Open gnzlbg opened 5 years ago
Going with p-medium based on the discussion
Is this unique to Rust's ABI? or is this also a problem in C/C++?
@elichai C and C++ appear to handle this mostly via using the hardware vector types in question and then passing the rest of the burden on to the programmer, or avoiding the subject. This is solved by C and C++ programmers writing sophisticated SIMD libraries that opaquely handle the hardware details, providing a higher level abstraction that other C and C++ programmers can use. Here, we can do a bit better than that.

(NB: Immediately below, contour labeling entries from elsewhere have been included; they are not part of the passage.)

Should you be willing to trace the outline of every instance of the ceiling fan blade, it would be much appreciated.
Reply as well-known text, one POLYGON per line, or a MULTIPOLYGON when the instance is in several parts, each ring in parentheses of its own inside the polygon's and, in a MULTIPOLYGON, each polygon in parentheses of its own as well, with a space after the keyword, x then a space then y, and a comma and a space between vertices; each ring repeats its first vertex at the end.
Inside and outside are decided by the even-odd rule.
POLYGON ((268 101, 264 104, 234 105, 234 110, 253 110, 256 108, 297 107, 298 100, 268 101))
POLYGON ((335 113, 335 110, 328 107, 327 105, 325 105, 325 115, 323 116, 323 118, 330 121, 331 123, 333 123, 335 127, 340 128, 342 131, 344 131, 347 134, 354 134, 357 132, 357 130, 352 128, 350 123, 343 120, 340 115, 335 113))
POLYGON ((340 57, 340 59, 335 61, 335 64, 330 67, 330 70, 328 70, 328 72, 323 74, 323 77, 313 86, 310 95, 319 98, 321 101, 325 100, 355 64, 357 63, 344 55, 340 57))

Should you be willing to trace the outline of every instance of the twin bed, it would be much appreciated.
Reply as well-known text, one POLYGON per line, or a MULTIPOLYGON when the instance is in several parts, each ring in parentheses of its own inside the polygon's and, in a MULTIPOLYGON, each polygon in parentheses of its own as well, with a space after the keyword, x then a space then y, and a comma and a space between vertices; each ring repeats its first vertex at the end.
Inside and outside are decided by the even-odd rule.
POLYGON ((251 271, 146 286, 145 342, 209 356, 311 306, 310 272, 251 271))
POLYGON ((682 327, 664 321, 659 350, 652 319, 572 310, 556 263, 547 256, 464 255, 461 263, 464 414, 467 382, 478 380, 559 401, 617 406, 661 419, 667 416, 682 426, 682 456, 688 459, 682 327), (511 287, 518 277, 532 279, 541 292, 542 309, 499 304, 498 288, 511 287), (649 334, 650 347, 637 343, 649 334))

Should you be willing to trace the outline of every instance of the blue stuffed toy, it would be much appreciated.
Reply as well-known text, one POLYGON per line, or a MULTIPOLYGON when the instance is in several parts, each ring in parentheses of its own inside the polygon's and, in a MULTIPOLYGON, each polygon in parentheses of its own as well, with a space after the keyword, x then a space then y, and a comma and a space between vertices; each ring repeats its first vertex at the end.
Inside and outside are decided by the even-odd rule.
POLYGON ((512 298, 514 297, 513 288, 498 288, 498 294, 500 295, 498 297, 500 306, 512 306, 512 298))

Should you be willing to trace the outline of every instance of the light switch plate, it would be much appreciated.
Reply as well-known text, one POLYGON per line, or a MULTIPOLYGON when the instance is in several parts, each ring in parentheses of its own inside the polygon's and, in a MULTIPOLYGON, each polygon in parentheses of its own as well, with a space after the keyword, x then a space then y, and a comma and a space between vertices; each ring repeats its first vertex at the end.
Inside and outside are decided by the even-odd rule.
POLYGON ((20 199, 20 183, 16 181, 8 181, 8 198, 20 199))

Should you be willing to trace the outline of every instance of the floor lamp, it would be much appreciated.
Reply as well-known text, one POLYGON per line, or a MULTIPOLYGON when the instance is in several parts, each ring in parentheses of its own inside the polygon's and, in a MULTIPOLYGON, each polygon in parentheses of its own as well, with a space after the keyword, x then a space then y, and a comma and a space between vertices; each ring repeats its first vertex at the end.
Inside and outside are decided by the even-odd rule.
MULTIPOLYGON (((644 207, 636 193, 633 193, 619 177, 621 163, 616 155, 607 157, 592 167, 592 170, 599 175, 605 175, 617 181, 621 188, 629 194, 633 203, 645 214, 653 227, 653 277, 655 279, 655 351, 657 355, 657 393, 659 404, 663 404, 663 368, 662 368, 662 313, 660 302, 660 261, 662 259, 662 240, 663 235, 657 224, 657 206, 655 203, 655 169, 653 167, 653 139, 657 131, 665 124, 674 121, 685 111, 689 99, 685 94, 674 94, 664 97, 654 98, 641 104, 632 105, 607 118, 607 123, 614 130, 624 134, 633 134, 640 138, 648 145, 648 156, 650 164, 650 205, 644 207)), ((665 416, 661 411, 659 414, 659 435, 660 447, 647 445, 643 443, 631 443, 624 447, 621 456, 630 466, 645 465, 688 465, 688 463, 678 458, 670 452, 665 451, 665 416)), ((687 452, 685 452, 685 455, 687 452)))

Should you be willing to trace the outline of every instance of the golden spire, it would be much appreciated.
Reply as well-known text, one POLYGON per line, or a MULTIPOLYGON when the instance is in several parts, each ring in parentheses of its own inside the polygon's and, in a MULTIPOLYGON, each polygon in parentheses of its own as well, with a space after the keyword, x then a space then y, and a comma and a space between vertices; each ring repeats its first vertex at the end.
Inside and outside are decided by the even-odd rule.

For x86 SIMD (an obvious source of compatibility concerns here), AVX512, AVX, and SSE enable the zmm, ymm, and xmm registers, which support the _m512
, _m256
, and _m128
data types, respectively. While their actual usage in intrinsics is slightly more complex, as far as the System V AMD64 ABI is concerned, these are mostly just bags of that many bits with corresponding alignment. The first 16 registers are aliased for x86 CPUs such that, assuming all of these registers exist, xmm{N}
aliases a subset of ymm{N}
aliases a subset of zmm{N}
, starting at bit 0 for each. AVX512 enables another 16 registers but the rules are slightly more complicated there so I won't go into them. Actually operating on the data as if it was a certain type requires specific features enabled, but that's essentially a concern about the callee and already addressed by existing target feature rules. This soundness hole is instead about what happens at the moment the caller picks up the phone, having filled a vector with bits.
Given #81931, #35093, and other issues that basically amount to "the compiler is not generating efficient or correct code because it is not really aware of the capabilities of the target in a meaningful fashion, even though it is functionally required to use a target as an argument to compilation", I agree generically with the plan outlined here and think that the best thing to do is to teach the compiler about the reality of what it is staring down, which will allow it to both recognize ABI compatibilities and emit more efficient code.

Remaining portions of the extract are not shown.